Saturday, July 30, 2016

Those damn Chinese and Indians! Vietnamese and Bangladeshis too?

Evan Osnos--remember him?--writes about tagging along with Zhang Yuanan, who had been sent to the GOP convention by Caixin Media, a Chinese news organization, in order to understand Trump and his blame-China rhetoric.  Osnos writes:
Zhang stopped at a table of T-shirts that spelled out “TRUMP” in rhinestones. The seller was wearing an American-flag cowboy hat and an American-flag shirt with the sleeves torn off. Zhang asked, “Do you know where they are made?” The seller said the rhinestones came from Korea, but he wasn’t sure about the shirts. “O.K., thank you,” she said, and studied the tags. Made in Haiti.
Of course, very few trinkets carry the Made in America tags.
She mused, “Why do you think Americans want those low-end manufacturing jobs to come back here?” In China people don’t exactly love their jobs making peppermint tins. “China wants to upgrade its manufacturing chain,” she said. ...
“It’s true—a lot of manufacturing jobs are now in China.” What mystified her was Trump’s promise to bring the jobs back. “If it’s not China, it’s still not going to be the U.S. It’s going to be in Vietnam and other countries.”
As I have blogged often, like here, if only the Trump and Bernie people would have understood that!

If the dynamics of economic geography are so basic, then why are the millions of Trump and Bernie people angry at China and India for stealing "our" jobs?

Greg Mankiw tackles that in his column at the NY Times.
According to a CBS News/New York Times poll conducted last month, only 35 percent of registered voters thought the United States gained from globalization, while 55 percent thought it lost.
Even as we enjoy the low, low price of everything, on top of the free email, Faccebook, and everything else, only a third think the US gained from the integration with the global economy?  What gives?
As Mr. Mansfield and Ms. Mutz put it, “trade preferences are driven less by economic considerations and more by an individual’s psychological worldview.”
It is not about the evidence--like a tshirt for $4.99--but the "feelings" that drive this anger.  But, Trump's base is mostly angry white men, right?  How come the lower middle class blacks and Latino voters aren't that angry then?  And how do we understand the Democratic Party's vote-base?  Reihan Salam notes:
Native-born black men, in contrast, might compare their circumstances favorably with those of their own fathers, who often faced intense racial discrimination. Similarly, Latino immigrants of modest means generally believe themselves to be better off than they would have been in their native countries.

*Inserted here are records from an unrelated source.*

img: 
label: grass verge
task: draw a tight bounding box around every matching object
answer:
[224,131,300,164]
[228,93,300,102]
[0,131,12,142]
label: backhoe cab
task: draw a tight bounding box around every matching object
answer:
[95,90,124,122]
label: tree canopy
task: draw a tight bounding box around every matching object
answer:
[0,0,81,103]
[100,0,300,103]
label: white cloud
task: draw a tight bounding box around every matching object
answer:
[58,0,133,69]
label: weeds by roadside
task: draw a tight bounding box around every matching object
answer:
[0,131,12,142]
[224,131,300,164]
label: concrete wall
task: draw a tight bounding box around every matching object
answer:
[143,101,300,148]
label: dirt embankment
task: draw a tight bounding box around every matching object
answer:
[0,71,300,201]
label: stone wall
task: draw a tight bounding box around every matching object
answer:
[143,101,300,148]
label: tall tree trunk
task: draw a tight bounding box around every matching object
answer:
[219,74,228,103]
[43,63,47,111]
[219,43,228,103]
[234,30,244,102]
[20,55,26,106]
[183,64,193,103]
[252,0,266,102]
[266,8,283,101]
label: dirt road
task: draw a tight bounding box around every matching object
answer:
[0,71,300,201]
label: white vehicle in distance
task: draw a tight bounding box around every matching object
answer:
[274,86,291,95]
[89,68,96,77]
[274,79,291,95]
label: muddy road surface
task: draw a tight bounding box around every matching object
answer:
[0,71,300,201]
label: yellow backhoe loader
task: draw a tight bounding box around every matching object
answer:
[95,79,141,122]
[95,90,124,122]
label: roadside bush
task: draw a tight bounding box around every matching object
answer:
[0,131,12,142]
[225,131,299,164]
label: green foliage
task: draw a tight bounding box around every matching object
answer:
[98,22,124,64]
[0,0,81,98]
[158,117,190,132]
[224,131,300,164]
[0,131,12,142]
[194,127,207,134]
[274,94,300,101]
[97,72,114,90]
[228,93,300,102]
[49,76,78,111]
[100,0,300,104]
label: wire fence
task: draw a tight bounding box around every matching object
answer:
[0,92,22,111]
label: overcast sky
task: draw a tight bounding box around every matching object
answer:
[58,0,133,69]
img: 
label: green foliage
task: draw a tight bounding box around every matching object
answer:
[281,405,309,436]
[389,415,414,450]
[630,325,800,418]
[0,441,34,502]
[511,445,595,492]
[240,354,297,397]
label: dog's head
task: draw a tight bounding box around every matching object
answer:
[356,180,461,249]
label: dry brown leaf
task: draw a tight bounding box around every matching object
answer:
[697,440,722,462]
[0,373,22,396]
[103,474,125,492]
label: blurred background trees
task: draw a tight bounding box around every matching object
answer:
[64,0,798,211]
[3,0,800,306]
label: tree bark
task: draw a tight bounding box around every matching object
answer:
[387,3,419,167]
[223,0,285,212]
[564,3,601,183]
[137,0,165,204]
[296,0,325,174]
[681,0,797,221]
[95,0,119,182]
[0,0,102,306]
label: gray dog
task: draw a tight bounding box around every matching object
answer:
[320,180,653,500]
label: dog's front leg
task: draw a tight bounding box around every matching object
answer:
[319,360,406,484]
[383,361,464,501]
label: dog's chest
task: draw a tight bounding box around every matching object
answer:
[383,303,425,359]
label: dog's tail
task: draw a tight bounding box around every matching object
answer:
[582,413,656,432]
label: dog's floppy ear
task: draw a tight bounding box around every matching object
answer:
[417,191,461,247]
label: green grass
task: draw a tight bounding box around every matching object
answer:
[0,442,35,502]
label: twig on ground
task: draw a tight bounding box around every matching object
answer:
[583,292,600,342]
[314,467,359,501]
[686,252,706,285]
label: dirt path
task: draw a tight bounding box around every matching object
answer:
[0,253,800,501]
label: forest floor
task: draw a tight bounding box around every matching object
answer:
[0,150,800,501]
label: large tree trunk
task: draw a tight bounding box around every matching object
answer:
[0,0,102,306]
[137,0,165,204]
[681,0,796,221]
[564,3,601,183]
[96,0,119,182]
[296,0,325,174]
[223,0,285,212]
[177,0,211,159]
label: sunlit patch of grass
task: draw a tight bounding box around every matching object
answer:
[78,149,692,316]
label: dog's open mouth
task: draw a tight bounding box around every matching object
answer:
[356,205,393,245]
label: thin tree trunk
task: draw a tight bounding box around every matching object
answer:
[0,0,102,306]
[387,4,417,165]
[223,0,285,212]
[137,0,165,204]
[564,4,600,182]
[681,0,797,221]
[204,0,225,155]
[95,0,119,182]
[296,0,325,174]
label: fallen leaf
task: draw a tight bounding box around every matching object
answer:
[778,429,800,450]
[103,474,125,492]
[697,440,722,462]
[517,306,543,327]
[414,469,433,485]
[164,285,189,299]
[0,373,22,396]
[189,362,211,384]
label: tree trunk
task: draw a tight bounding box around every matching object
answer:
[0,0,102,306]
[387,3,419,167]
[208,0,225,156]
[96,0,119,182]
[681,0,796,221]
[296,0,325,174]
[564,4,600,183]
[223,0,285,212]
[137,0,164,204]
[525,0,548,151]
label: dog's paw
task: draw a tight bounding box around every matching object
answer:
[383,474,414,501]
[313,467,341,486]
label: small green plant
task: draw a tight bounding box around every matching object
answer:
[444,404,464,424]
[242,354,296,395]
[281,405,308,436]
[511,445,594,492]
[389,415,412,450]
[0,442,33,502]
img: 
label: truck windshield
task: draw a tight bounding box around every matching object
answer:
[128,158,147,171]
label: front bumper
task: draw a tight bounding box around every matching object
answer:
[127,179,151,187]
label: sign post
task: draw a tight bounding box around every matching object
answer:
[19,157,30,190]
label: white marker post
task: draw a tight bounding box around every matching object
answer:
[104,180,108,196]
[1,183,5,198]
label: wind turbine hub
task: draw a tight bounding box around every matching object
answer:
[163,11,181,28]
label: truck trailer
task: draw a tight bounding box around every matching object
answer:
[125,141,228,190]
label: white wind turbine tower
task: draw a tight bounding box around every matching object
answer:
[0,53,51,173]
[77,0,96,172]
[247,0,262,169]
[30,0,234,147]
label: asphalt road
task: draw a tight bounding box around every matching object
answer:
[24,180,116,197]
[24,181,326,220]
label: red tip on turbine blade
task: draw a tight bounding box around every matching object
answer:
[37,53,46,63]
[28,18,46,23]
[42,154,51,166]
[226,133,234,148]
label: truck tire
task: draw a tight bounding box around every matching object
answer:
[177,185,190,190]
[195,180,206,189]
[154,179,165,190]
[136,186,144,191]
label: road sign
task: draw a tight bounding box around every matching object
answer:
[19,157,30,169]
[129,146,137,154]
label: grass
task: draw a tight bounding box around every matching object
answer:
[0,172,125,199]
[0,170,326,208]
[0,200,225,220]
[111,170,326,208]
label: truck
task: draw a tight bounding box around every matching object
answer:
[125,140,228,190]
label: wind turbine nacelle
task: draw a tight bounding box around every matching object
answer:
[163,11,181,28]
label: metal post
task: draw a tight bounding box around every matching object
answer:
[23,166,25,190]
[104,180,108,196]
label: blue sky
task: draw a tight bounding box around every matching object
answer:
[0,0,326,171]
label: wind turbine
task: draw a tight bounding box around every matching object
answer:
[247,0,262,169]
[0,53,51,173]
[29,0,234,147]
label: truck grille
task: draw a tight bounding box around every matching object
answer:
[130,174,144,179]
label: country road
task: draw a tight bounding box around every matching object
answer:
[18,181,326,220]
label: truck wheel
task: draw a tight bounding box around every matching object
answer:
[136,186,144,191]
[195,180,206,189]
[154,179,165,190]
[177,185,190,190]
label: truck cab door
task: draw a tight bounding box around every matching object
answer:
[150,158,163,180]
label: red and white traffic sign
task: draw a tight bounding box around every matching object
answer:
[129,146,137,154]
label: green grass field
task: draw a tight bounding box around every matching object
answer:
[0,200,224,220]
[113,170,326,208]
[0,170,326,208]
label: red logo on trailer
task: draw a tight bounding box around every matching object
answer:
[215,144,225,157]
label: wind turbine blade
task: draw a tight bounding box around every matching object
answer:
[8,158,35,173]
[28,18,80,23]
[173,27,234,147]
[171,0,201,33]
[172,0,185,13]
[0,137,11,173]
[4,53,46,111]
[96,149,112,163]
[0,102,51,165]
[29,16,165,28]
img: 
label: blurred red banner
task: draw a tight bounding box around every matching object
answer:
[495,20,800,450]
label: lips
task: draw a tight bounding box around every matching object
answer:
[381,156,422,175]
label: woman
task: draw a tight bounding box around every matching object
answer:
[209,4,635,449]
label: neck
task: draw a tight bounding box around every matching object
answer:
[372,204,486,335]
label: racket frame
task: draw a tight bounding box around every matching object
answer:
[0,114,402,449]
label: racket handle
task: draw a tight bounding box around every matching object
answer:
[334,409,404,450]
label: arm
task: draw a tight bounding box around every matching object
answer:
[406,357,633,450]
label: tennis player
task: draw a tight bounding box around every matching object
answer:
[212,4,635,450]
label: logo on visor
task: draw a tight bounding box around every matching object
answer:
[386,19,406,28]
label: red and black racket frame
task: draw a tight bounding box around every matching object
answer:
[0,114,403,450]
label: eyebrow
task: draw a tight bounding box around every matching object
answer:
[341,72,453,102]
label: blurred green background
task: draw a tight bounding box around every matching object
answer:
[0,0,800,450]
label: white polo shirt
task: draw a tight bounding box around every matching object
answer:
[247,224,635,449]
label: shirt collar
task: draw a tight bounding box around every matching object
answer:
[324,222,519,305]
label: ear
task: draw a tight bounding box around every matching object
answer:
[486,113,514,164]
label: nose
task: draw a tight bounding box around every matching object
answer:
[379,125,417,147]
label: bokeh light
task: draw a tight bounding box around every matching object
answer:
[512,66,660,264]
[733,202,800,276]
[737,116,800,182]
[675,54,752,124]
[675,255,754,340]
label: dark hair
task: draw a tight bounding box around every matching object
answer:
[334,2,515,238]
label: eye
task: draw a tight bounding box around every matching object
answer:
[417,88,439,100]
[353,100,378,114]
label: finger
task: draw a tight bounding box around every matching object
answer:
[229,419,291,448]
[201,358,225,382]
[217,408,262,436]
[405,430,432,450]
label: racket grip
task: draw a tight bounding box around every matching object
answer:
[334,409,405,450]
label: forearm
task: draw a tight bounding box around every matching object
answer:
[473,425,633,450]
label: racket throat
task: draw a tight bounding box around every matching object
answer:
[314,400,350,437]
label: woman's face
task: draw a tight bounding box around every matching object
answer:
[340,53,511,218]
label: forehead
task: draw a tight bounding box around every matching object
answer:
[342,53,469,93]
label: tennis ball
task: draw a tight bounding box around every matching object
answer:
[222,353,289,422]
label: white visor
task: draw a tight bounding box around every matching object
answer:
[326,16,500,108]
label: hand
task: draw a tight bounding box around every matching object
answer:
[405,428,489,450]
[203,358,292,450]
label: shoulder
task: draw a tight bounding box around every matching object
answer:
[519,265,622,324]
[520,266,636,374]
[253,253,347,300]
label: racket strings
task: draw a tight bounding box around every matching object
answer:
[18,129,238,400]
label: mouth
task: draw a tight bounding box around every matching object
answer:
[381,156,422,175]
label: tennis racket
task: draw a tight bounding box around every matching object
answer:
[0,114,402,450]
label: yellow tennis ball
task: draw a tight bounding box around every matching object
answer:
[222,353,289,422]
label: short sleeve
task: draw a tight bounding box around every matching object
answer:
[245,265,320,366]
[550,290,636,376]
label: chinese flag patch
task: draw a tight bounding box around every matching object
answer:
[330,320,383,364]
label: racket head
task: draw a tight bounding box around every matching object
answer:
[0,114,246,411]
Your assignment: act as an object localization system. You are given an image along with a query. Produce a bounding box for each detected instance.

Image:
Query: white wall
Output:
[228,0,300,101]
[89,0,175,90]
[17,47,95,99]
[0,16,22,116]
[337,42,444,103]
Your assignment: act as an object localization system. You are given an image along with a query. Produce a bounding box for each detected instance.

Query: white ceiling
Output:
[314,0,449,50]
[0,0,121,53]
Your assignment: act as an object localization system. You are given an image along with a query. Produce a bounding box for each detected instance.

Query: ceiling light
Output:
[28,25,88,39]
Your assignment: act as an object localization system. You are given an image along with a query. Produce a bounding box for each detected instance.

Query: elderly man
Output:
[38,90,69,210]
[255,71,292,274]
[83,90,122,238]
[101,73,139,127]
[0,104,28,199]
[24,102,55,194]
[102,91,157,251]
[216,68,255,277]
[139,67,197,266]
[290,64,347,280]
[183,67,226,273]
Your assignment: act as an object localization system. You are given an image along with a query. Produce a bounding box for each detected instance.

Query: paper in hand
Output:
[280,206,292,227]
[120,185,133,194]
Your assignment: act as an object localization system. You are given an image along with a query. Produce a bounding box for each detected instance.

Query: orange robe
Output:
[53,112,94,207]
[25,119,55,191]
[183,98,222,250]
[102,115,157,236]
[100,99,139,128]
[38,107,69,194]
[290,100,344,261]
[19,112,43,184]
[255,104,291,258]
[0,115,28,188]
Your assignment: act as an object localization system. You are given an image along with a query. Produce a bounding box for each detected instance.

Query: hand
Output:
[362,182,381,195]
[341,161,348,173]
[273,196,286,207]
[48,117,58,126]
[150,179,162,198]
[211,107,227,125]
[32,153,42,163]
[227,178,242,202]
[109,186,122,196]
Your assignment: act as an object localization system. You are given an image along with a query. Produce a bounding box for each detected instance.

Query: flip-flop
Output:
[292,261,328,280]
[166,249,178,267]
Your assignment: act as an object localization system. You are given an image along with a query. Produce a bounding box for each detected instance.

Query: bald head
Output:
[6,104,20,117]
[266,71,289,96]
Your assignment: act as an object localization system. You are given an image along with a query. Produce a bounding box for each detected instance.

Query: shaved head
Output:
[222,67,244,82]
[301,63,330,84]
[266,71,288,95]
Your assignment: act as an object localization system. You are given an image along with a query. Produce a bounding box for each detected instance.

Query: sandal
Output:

That’s no small thing. In this sense, at least, upwardly mobile working-class blacks and Latinos have more in common with upwardly mobile college-educated whites than they do with working-class whites. And in this sense, at least, the fact that the Democratic Party is now an alliance of college-educated whites and working-class minority voters makes a certain kind of sense.
So, any ray of sunshine in all these?  Back to Mankiw:
The more years of schooling people have, the more likely they are to reject anti-globalization attitudes.
Oh, ok.  But, then he also adds this:
In the long run, therefore, there is reason for optimism. As society slowly becomes more educated from generation to generation, the general public’s attitudes toward globalization should move toward the experts’.
The short run in which we find ourselves now, however, is another story.
Oh yeah. Of course!  It is consistent with the wonderful line in economic thinking: In the long run, we are all dead! ;)

2 comments:

Ramesh said...

Absolutely true what Zhang observed - why on earth do Americans want low end manufacturing jobs to come back. Even if it came back, none of them would do it. Will any American worker assemble 500 iPhones day in and day out, at the levels of productivity Apple demands ? Heck - the main destination of illegal immigrants from Mexico is farm labour; jobs that are waiting for Americans to do. The trouble is they don't want to do those jobs.

However, I don't believe anti globalisation views will go away with time and education. There will always be winners and losers in globalisation and the losers will protest and want to erect barriers and get some advantage. The concept that there can be a social net for them is impractical. By any objective standard the uneducated white voter who is yelling along with Trump is actually better off than his own parents - better health, better quality of life and certainly many times better off than the Chinese or Vietnamese doing the job that was taken away from him. But there is no chance that he will accept that.

Sriram Khé said...

Yes ... but with one amendment to your comments:
We have always known that some will lose from this globalization. The problem has been that the Thatcher/Reagan revolution did not want to compensate those who were losing a lot. The awful pro-market ideologues did not want to redo the social contract. Now, we are all paying a huge price for that ideology, with Brexit and now the Trump candidacy.